Rientro a scuola, l’incognita degli insegnanti: allarme in Veneto e Campania

Il ricorso allo smart working – come si è già fatto durante la Maturità per alcuni casi isolati di commissari a rischio – appare impraticabile: chi terrebbe i ragazzi in classe mentre il docente è collegato da casa? «E’ scorretto alludere a una disaffezione per il proprio lavoro dei docenti – dice la segretaria della Cisl Scuola Maddalena Gissi -. La condizione di salute del lavoratore va tutelata. Ma il punto è come. Un professore di italiano e filosofia del liceo che ha un tumore si potrebbe pensare di farlo lavorare solo per piccoli gruppi, raddoppiando la distanza fra la cattedra e i banchi, oppure dirottarlo sulla programmazione della didattica a distanza». Di diverso avviso Pino Turi della Uil: «Non vedo altra soluzione che tenere i lavoratori fragili a casa mettendoli in aspettativa». Nel protocollo sulla sicurezza firmato dai sindacati fa si rinviava a un approfondimento che non è stato ancora fatto. Anche i «provveditori» sono senza indicazioni su cosa fare: «Mancano due passaggi fondamentali – dice Giuseppe Bonelli, dirigente dell’ufficio territoriale di Brescia -: la definizione di quali patologie rientrino nella categoria dei lavoratori fragili e la procedura per la loro messa in sicurezza». Il Miur si è limitato a diramare un comunicato in cui spiega che «sono in corso specifici approfondimenti» ma nel frattempo invita «ad evitare allarmismi».

Le cattedre vuote

Lavoratori fragili o no, il 2020 sarà un anno record per le supplenze che potrebbero raggiungere la cifra record di 250 mila.
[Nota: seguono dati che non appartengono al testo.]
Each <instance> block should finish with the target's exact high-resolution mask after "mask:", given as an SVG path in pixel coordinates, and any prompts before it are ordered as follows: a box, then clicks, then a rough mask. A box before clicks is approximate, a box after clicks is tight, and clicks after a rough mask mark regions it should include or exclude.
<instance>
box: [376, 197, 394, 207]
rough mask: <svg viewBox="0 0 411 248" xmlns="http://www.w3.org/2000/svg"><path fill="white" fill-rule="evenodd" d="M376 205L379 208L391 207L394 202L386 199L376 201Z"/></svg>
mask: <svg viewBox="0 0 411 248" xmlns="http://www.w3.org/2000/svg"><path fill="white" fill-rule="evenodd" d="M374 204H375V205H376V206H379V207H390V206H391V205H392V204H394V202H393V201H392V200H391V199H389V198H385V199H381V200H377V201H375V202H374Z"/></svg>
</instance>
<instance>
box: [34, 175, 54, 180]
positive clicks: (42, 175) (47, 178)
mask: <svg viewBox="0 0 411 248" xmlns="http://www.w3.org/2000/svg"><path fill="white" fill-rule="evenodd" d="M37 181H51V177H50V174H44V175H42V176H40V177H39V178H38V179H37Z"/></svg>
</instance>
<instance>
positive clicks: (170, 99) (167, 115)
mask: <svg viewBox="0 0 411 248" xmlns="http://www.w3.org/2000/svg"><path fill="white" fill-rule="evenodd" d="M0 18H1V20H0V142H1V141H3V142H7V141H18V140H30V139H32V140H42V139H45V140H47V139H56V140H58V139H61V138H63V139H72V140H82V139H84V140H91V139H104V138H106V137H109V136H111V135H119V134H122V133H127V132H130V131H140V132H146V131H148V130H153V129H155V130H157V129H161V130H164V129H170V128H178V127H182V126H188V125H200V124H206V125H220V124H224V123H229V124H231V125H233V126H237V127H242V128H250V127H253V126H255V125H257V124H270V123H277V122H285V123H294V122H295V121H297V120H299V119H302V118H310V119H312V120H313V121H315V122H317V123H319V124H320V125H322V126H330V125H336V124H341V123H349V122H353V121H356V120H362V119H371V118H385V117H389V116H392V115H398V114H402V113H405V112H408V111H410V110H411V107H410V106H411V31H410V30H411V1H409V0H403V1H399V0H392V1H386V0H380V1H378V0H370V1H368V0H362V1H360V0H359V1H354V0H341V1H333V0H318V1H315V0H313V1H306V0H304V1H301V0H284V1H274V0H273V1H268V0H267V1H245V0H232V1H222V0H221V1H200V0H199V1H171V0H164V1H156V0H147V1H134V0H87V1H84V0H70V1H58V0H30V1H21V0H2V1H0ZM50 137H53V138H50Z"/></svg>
A luglio la ministra Lucia Azzolina aveva annunciato di essere riuscita a strappare al Mef 85 mila assunzioni. Non dei prof in più, ma sostituzioni di colleghi andati in pensione. Due giorni fa si sono concluse le operazioni per l’assegnazione delle cattedre e, secondo i sindacati, appena il 30 per cento sarebbe andato a buon fine. Il ministero non dà i dati finché non sarà finita anche la seconda fase di assegnazioni, quella dei precari che decidono di trasferirsi in regioni dove ci sono dei buchi, cioè principalmente al Nord, pur di avere il contratto a tempo indeterminato. Finora, però, come segnalato dal presidente dell’Associazione dei presidi Antonello Giannelli, l’emergenza Covid si è mossa in senso contrario: decine di dirigenti neo assunti in Lombardia, Veneto, Piemonte, Trentino o Emilia Romagna, temendo di ripiombare nell’incubo di nuovi lockdown, hanno deciso di tornare al Sud come docenti.